Will the 4G mobile auction meet the £3.5bn target?

Woman using a smart phone
Image caption The results of the 4G auction will be known in February and March

The deadline has now passed for applications to take part in the auction of the UK's fourth generation (4G) mobile phone network spectrum. Will the process raise the government's £3.5bn target?

4G is being introduced to ultimately replace existing 3G coverage, and will give smartphone users faster data downloads.

While the EE mobile phone network (formed by the merger of Orange and T-Mobile) has already been able to launch 4G, the rest of the required frequency bands are now being made available.

Following the passing of Tuesday's deadline for applicants, the auction will start next month, with licences granted in February and March and services set to be launched in May and June.

All four of the current mobile phone networks are expected to participate in the auction - Vodafone, O2, Three and EE. Analysts say EE will take part so it can gain additional frequency bands to expand its 4G service.

No new entrants are expected because of the sky-high cost of setting up a new mobile phone network in the UK.

Varied estimates

James Barford, mobile analyst at Enders Analysis, said the auction may struggle to raise £3.5bn.

"Auctions are always very difficult to predict," he says.

"What I would say is that if you look at the European auctions of 4G and expect the same prices in the UK, ours should raise about £2.5bn.

"I wouldn't say £3.5bn is beyond the realms of possibility, but it is a little hard to see. It was the same mobile phone companies, or least their parent firms, who participated in the European auctions as will do so in the UK."

By contrast, Shaun Collins, chief executive of CCS Insight, which studies the mobile phone industry, said the auction could raise more than £3.5bn.

"At the end of the day, it is an auction, it has been structured to maximise the return to the government. So £3.5bn may be a little modest," he says.

The £3.5bn target figure originally came from the Office for Budget Responsibility, the agency set up by the government to independently monitor public sector finances.

Dan Worth, news editor of technology website V3 said it was "slightly odd" that George Osborne and the Treasury were publicly agreeing with this figure.

"The government should be wanting to make as much money as they can, with the operators caught in a bidding war. The government putting a figure on how much it wants to raise doesn't help do this."

Weaker market

One thing that is certain is that the final figure for how much the 4G auction makes will be nowhere near the £22bn raised from the auction of 3G back in 2000.

Image caption The frequencies up for grabs could mean the networks don't need as many transmitters

Mr Worth said: "The mobile phone network market is quite different now, it is not flushed with cash like it was in 2000."

Then the mobile phone market was in its infancy, and the networks were able to enjoy substantial rises in profits as many people bought mobile phones for the first time.

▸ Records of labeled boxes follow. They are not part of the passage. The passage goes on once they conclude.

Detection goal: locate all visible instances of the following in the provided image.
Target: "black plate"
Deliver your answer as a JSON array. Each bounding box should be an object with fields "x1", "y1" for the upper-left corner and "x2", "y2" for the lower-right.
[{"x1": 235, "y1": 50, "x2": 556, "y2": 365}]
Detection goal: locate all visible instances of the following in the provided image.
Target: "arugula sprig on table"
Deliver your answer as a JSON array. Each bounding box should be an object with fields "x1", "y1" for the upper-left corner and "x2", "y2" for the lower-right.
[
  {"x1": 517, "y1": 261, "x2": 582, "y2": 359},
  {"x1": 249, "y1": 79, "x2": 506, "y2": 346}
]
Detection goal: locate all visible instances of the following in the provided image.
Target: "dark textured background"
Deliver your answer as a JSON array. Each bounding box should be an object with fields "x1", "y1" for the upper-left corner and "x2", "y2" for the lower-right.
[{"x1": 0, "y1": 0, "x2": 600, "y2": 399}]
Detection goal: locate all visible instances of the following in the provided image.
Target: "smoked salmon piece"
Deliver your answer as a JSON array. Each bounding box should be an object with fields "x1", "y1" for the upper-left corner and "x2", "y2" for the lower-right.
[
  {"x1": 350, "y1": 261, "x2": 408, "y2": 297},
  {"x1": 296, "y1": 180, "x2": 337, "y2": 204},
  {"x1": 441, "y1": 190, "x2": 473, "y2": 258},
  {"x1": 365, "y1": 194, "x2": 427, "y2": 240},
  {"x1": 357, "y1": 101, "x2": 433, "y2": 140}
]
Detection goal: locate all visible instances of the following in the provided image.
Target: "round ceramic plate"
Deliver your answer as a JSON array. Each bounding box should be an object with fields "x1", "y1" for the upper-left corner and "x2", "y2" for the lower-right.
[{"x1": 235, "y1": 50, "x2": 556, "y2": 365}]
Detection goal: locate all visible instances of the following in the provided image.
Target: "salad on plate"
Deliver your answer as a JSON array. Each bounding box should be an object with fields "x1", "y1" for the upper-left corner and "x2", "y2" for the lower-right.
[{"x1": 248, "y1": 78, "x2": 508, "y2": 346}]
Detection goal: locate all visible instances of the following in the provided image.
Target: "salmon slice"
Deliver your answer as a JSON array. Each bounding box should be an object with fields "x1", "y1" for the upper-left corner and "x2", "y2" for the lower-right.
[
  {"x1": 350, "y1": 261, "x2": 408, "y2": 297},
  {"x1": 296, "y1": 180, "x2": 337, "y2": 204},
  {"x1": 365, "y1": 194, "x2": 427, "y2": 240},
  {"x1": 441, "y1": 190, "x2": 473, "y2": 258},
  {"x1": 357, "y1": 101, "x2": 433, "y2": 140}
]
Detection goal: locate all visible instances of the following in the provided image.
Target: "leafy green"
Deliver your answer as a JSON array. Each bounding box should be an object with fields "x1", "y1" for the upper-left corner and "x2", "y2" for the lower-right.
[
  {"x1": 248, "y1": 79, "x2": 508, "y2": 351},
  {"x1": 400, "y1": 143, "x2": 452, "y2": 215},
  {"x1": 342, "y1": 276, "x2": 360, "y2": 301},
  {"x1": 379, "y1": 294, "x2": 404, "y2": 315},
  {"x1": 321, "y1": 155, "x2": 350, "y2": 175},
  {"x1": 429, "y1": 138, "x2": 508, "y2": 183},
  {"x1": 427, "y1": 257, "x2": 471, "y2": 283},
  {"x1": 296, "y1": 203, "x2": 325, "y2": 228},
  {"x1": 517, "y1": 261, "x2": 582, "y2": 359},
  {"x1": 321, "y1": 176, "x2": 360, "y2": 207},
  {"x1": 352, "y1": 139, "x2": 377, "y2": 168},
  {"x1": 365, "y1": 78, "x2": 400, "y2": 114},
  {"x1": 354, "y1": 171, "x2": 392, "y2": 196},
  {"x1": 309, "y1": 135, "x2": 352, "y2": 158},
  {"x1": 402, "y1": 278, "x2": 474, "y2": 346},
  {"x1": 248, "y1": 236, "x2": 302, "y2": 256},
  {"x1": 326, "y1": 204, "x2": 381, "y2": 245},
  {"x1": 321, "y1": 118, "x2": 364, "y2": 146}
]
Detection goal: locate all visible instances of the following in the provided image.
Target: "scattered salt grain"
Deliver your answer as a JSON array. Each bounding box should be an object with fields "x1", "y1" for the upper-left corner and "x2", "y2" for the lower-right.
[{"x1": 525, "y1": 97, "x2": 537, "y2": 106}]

By contrast, the UK market is now saturated, and such big rises in profits are a thing of the past.

Mr Barford said: "Another thing pushing up bidding prices back in 2000 was the general assumption that the networks had to have 3G in order to continue being a mobile provider. Now there is the realisation that 4G isn't that much faster than the latest versions of 3G.

"Also, back in 2000 there were other companies trying to win licences, such as NTL. This stoked the bidding war."

'Better frequencies'

While the 4G auction is being portrayed as the ability of phone networks to offer customers a faster data service, there is another crucial, but lesser known, factor at play, and it concerns the frequency bands or spectrum up for grabs.

Image caption EE already offers a 4G service

It turns out that the frequencies being offered for 4G can travel a further distance than those currently being used for 3G. This should mean users get a stronger signal in rural areas, and also when they are inside large buildings.

Mr Barford said: "This spectrum issue is key, and it has nothing to do with 4G - you could equally run 3G over the frequencies being released.

"As these frequencies enable signals to travel further, it means the networks should be able to offer a stronger signal at less expense - they won't need as many transmitters.

"All the main networks can win space on this spectrum in the 4G auction, but the demand to do so could push up the price they are prepared to pay."

From the government's point of view, it must be hoping that the auction does hit the £3.5bn target because, as George Osborne admitted in the Autumn Statement, he has already started spending the projected windfall. He said he had earmarked the funds for new projects including numerous further education colleges.

However, a Treasury spokeswoman said that all spending decisions had to be seen with regard to wider government income.

She added: "Projected receipts from the 4G spectrum sale are, as with all forecasts of spending and revenue, verified independently by the Office for Budget Responsibility.

"Economic and fiscal policy decisions are rightly made on the basis of the judgements of the independent forecaster."